Tuesday, 30 July 2013

Write up of July 7, 2013 San Luis Obispo Death Café

By John Allen

General Description:

Hospice of SLO County hosted the first Death Café in San Luis Obispo on Sunday afternoon, July 7, 2013. 17 people met in the group room of the 100 year old house that serves as offices to this volunteer hospice organization. Robert Sachs, hospice social worker and spiritual counselor, served as facilitator.

The room was abuzz with conversation before the Death Café began, requiring the hospice staff member to gently coax everyone into quiet so that the session could begin. (This is always a GOOD sign!)

The group began with a basic instruction regarding confidentiality, the encouragement to participate and to partake of the homemade treats, tea, coffee and lemonade provided. There was an introduction to Robert’s role in his work and his experience in losing a child to SIDS almost 30 years ago, which focused his attention on the process of healing after experiencing death in the family.

There were brief introductions around the room, some participants had cared for a loved one at the end of life, some were concerned about their parents or their children, some were here because of basic curiosity.

Participants included a nurse, a firefighter-turned-administrator, a Palliative Care MD, a LCSW student in her 60s, a psych-tech nursing graduate, a mother of 3 who was mauled by a 160 lb. dog 9 years ago and has turned to the work of helping others, a massage therapist, a funeral planner, and many others.

Small groups worked on two exercises: Write down 5 words that come to mind when you:

1. Hear the word Death

2. Hear the word Dying

The results were discussed back in the larger group.

A sample of the words for Death: Surprise, peace, mystery, sacred, welcome, evolution, sadness, forgiveness, regret and inevitable.

For the word Dying: Struggle, fear, acceptance, chaos, sacred, release, support and regret.
During the final 30 minutes of the large group discussion these comments were made:

“The idea of death can put life into perspective.”

“I’ve become more selective about the things I will put up with or “suffer”, yet I am also more forgiving.”

“The present is all you have.”

“Because death is behind closed doors, there are a lot of practical things in our life that are really sloppy – that we don’t attend to.”
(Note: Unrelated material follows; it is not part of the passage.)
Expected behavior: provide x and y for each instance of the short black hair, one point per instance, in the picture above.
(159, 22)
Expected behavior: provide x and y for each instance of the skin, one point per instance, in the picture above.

“Talking about forgiveness, we live so much better in the present when we forgive. Forgiveness is a part of living.”

When a participant said they wish we had more time, the facilitator said:

“Other types of cafes go on into the night. The Death Café just ends.”

Evaluations: 16 submitted

Attendees: 1 facilitator, 14 participants, 2 volunteers

1. Overall, how would you rate this event? 5 = Excellent 1 = Poor

10 Rated at 5; 4 Rated at 4; 2 Rated at 3

· Enjoyed the format. Would like it to be longer.

· Wonderful event for first timers! So glad we are able to do this – Thank you!

· Thank you for the gift of time and space

· Great, comfortable setting, excellent facilitator, exciting to be at the first one.

· Interesting!

· Worth attending

· Even being able to talk to peole about going to this event opens discussion

· Great sharing and leadership

· Utter success. Such interesting people.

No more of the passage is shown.